Chick-fil-A has been the focus of political ire recently, after the popular chain sponsored a Christian, anti-gay marriage group at an event in Pennsylvania earlier this month. Yet bringing political activism into private arenas does not accomplish anything, and it threatens to harm the foundations of our nation.
Despite Chick-fil-A’s popularity among USC students, many people are not aware of the company’s Christian roots.
Founded by the Cathy family in the notoriously Christian deep South, the restaurant chain closes Sundays in observance of the Sabbath and encourages employees to attend church.
One aspect of the corporation’s mission is “to glorify God by being a faithful steward of all that is entrusted to [them].”
As our society becomes increasingly secular, many more people are sensitive to any expression of religion, particularly Christian, in the community.
Although Chick-fil-A is a private corporation and has the constitutional right to promote its religious beliefs, it seems people are offended by when they do so.
A Lesbian, Gay, Bisexual and Transgender blog, Good As You, first discovered Chick-fil-A’s involvement with a pro-family values group called the Pennsylvania Family Institute when it saw the company’s name on a flyer for the group’s “Art of Marriage” event.
Soon after, gay rights activists began circulating and signing petitions calling for an end to the restaurant’s support of anti-gay events.
Chick-fil-A representatives responded by saying the company has no political agenda and was merely supporting the local community by donating food to surrounding churches.
People, notably student groups, didn’t buy it.
The issue has been especially volatile on college campuses. The restaurant was temporarily cut from Indiana University’s list of retailers as a result of a student movement, and Florida Gulf Coast University had similar plans.
Luckily, USC has not followed suit.
The deeply Christian roots of the restaurant chain’s founding family should be a sufficient explanation for its support of local church events and Christianity-based organizations.
To take a situation like this and turn it into a demonization of an all-American chicken restaurant as some corporation run by ignorant, intolerant homophobes is ridiculous.
Following this warped logic, one could even accuse In-N-Out of being anti-gay because it prints Bible verses on the bottom of its cups.
The funniest thing about this approach to political activism is that people are attempting to use a restaurant that makes chicken to get what they want.
No amount of boycotting will make gay marriage legal across the United States, especially if the place that people are boycotting doesn’t even have explicit anti-gay sentiments.
Not only is boycotting restaurants a futile tool for effecting political change, but it is harmful to the fabric of our nation and its communities.
Family-run companies embody what it is to be American, drawing on relationships and a propensity for hard work to contribute to the community.
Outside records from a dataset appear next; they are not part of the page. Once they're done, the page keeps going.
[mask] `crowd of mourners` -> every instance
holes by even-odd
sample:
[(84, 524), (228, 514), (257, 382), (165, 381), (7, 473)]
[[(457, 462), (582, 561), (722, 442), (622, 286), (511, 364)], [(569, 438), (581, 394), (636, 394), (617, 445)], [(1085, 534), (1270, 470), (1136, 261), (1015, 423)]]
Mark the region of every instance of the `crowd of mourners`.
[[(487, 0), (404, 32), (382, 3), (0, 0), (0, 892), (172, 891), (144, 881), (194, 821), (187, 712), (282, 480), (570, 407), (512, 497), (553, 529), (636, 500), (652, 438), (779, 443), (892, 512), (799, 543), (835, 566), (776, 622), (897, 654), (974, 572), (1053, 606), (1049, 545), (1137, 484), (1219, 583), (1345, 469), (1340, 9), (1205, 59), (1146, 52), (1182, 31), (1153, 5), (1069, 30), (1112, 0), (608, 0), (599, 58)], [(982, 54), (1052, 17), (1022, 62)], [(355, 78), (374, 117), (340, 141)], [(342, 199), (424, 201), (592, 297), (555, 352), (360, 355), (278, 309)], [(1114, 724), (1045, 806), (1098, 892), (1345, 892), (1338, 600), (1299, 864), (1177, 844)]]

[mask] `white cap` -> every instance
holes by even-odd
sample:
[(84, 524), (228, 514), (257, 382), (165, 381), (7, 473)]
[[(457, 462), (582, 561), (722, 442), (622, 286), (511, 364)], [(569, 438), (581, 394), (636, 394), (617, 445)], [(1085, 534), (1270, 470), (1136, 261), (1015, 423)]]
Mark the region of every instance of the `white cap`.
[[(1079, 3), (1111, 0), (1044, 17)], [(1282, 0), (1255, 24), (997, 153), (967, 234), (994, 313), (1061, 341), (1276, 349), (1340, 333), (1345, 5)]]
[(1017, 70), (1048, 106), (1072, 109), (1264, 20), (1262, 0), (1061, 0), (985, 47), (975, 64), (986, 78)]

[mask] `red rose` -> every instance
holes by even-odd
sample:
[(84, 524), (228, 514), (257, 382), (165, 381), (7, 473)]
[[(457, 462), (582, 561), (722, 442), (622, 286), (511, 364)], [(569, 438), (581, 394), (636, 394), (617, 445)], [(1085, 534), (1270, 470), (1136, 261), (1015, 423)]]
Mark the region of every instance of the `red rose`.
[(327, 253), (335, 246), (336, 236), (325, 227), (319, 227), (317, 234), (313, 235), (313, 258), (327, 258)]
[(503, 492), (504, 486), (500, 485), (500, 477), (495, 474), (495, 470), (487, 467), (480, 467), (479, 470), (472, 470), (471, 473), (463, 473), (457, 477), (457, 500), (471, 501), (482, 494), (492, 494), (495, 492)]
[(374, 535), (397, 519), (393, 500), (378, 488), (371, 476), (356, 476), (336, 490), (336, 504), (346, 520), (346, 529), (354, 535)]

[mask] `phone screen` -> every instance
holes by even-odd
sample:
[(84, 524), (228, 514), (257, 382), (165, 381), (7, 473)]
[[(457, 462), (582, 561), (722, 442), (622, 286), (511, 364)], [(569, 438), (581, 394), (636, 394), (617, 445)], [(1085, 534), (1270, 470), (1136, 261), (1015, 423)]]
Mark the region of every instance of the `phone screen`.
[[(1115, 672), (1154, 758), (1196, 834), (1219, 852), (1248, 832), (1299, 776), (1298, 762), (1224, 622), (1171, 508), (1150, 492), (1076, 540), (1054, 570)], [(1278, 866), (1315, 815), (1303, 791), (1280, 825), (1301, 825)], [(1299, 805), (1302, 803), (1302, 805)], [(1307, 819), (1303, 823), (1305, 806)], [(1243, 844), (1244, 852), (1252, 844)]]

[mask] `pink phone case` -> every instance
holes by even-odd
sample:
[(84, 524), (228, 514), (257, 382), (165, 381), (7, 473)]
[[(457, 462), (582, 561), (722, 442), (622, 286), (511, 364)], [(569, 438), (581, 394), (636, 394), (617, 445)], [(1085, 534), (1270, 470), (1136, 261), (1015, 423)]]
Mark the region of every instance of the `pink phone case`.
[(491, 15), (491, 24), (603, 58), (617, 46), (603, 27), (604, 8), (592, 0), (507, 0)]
But in biting the hand that feeds, we only hurt ourselves.
Attacking those who contribute to the economic well-being and cohesiveness of our communities is not an impetus for sociopolitical change; it does quite the opposite.
Looking for any little thing to grab onto to incite political debate in areas where it will not actually effect policymakers is counterintuitive.
Being in the center of a major economic center, perhaps USC students will act with more business savvy in the midst of recent protests.
Let us analyze the situation before turning our back on a highly reputable restaurant chain near our own campus.
Sarah Cueva is a freshman majoring in political science.